26 merges are detected corresponding to the horse’s legs, head, and tail.
[6]:
sized_fig(0.5, aspect=0.8)
merges = c.merges_
merges.plot_merges(df.z.to_numpy(), df.y.to_numpy(), s=0.33, title_y=0.6, arrowsize=3, linewidth=0.5)
plt.subplots_adjust(0, 0, 1, 0.975, wspace=0)
plt.axis("off")
plt.show()

Combining the (near) duplicate merges results in 8 simplified merges that exist at several stages in the bi-filtration:
[7]:
sized_fig(0.5)
c.simplified_merges_.plot_persistence_areas()
plt.show()

The simplified merges still describe the legs, tail, head, and (depending on the parameters setting) even ears and nose are detected as branches.
[8]:
sized_fig(0.5, 0.8)
c.simplified_merges_.plot_merges(df.z.to_numpy(), df.y.to_numpy(), s=0.5)

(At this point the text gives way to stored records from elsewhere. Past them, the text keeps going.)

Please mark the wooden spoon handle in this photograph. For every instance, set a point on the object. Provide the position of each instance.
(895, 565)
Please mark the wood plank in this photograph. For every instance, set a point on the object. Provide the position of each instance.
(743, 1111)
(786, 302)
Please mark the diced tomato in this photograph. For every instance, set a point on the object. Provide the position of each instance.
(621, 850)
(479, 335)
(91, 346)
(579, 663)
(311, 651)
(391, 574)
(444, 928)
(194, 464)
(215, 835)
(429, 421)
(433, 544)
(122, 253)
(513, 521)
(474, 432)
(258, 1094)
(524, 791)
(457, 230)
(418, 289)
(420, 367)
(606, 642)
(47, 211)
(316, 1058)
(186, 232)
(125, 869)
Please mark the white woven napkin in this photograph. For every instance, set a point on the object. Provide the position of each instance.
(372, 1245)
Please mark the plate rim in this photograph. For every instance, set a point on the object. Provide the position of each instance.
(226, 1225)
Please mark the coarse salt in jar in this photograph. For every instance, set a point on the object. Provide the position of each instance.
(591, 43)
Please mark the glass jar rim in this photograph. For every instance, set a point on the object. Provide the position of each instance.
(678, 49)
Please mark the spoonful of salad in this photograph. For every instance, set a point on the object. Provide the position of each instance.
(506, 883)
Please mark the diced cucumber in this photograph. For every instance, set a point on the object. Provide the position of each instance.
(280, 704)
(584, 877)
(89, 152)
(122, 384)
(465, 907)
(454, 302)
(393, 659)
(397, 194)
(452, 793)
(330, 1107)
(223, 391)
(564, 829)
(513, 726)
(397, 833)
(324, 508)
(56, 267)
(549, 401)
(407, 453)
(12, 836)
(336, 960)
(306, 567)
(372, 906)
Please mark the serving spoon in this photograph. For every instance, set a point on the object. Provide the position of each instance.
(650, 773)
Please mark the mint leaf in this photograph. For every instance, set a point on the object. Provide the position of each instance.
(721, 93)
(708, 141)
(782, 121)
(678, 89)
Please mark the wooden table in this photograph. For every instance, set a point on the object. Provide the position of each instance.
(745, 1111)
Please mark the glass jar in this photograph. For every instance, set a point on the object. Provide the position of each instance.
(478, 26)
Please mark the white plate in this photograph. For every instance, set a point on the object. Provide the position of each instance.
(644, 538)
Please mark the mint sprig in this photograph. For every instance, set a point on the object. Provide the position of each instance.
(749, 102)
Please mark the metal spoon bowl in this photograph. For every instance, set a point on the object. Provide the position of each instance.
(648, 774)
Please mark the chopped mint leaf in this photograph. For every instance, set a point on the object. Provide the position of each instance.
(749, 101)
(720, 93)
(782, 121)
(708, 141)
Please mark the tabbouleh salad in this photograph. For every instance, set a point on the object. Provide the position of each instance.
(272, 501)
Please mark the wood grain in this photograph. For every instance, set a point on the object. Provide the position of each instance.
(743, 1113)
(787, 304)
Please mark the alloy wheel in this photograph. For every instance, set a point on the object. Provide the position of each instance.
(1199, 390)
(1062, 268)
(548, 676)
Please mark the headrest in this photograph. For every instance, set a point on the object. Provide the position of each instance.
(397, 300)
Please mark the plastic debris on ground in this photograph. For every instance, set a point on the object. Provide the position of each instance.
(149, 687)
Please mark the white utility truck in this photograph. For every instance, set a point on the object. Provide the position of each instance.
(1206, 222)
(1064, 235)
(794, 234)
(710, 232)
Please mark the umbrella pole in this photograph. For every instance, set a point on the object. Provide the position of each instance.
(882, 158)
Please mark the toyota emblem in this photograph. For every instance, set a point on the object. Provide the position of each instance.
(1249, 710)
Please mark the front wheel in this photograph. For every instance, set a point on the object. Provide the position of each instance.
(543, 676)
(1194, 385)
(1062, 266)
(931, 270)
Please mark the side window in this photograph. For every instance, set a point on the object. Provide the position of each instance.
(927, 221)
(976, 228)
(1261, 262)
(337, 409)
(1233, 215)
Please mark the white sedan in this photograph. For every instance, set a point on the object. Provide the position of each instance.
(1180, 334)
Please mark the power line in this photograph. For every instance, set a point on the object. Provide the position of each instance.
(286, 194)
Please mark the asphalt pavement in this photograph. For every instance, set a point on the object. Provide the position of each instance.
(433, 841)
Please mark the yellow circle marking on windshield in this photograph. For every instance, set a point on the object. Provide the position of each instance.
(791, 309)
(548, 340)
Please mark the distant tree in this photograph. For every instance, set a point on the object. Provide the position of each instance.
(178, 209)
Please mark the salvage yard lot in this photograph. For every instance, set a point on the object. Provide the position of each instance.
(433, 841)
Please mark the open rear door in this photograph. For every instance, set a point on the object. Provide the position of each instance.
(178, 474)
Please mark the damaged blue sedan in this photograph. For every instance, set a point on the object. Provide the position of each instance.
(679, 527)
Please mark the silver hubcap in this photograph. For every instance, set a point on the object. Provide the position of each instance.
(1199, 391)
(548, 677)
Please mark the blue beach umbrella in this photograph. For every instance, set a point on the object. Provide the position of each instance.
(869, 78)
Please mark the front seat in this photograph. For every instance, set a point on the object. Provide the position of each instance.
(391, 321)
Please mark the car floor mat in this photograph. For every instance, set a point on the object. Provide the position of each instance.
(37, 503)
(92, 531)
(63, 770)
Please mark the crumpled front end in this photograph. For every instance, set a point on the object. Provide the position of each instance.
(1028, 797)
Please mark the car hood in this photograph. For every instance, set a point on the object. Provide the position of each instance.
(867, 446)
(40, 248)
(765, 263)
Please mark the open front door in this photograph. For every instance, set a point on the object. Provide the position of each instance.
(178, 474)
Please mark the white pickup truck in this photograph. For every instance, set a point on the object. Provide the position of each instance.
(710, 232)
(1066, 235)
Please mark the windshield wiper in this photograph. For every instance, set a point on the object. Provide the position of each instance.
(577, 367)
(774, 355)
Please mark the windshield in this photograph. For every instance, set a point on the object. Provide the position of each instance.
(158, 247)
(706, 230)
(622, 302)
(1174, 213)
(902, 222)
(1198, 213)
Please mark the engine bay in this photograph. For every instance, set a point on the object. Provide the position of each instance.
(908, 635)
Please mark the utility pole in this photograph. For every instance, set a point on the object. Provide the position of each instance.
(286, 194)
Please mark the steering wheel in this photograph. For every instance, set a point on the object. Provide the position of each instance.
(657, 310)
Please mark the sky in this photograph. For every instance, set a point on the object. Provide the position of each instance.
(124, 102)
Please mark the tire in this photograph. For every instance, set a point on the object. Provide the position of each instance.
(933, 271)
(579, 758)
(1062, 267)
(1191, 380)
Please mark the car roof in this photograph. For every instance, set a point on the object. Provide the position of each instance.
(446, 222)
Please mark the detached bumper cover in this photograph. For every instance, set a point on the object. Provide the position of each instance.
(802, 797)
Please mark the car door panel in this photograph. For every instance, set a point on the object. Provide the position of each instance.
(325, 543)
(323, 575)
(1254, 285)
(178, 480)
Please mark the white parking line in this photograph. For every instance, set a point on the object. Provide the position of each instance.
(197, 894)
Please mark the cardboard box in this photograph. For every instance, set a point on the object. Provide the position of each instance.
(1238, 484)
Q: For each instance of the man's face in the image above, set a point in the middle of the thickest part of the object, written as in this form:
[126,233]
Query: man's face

The cluster labels extracted from these merges segment the data set fairly well:
[9]:
scatter_kwargs = dict(s=1, alpha=0.5, linewidths=0, edgecolor="none")
colors = plt.cm.tab20.colors
color_kwargs = dict(
cmap=ListedColormap(["silver"] + [colors[i] for i in range(20)]), vmin=-1, vmax=19
)
[10]:
sized_fig(0.5)
plt.scatter(df.z, df.y, c=c.labels_ % 10, **color_kwargs, **scatter_kwargs)
plt.subplots_adjust(0, 0, 1, 1)
plt.axis("off")
sized_fig(0.5)
plt.scatter(*p.embedding_.T, c=c.labels_ % 10, **color_kwargs, **scatter_kwargs)
plt.subplots_adjust(0, 0, 1, 1)
plt.axis("off")
plt.show()